Calls for Senate Majority Leader Mitch McConnell, R-Ky., to invoke the Senate's "nuclear option" for President Donald Trump's Supreme Court nomination next Thursday – and future GOP-pushed legislation – are apparently falling on deaf ears.
There are no plans to change the Senate's filibuster rules, regardless of President Trump's urging, Sen. McConnell told The Hill on Friday.
"Senate rules are a matter for the Senate, and a lot of other people have opinions," McConnell said, per The Hill. "We've already adopted the rules for this Congress at the beginning of the year.
"Basically we didn't adopt any, because in the Senate, rules are permanent. Unlike the House, which every two year adopts a new set of rules, we don't."
President Trump wanted the Senate Republicans to work to strip Democrats of the ability to filibuster, including using the "nuclear option" to push his Supreme Court nominee through.

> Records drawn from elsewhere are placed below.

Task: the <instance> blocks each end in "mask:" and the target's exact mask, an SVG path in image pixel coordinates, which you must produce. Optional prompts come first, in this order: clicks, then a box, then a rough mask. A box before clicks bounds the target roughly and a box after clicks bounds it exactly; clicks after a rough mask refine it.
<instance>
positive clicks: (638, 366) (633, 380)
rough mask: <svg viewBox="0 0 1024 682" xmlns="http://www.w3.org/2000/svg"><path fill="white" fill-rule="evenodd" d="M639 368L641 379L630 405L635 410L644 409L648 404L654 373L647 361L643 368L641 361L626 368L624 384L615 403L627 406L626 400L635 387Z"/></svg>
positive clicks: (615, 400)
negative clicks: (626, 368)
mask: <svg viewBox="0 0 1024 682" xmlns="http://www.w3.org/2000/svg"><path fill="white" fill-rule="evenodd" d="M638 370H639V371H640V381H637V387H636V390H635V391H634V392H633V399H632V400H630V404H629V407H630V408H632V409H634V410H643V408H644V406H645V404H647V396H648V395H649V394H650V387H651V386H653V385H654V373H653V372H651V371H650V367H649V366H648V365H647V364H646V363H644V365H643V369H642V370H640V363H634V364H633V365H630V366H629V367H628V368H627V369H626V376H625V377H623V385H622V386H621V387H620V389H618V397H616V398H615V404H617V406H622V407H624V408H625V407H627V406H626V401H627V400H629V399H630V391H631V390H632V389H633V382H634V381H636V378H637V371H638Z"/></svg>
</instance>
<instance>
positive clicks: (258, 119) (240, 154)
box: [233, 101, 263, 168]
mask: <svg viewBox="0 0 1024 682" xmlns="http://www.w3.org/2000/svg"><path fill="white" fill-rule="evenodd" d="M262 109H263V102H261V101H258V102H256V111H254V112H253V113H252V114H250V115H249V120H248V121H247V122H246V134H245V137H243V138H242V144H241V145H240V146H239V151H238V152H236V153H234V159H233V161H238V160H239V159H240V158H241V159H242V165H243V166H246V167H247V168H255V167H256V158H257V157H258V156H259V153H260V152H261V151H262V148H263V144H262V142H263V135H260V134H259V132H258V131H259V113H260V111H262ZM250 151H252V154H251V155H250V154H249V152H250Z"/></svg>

"I would" ask Sen. McConnell to use the nuclear option, President Trump told "Hannity" on Thursday night. "We have obstructionists."
Former Senate Majority Leader, the retired Harry Reid, D-Nev., infamously used the "nuclear option" in 2013 – requiring merely a simple majority vote in the Senate (51-49) vs. two-thirds vote (67-33) – to help push President Barack Obama's appointees at the start of his final term.
"It takes 67 votes to change the rules in the Senate," Sen. McConnell told The Hill. "We saw one rather conspicuous exception to that a few years ago, but no we don't have any current plans on the rules."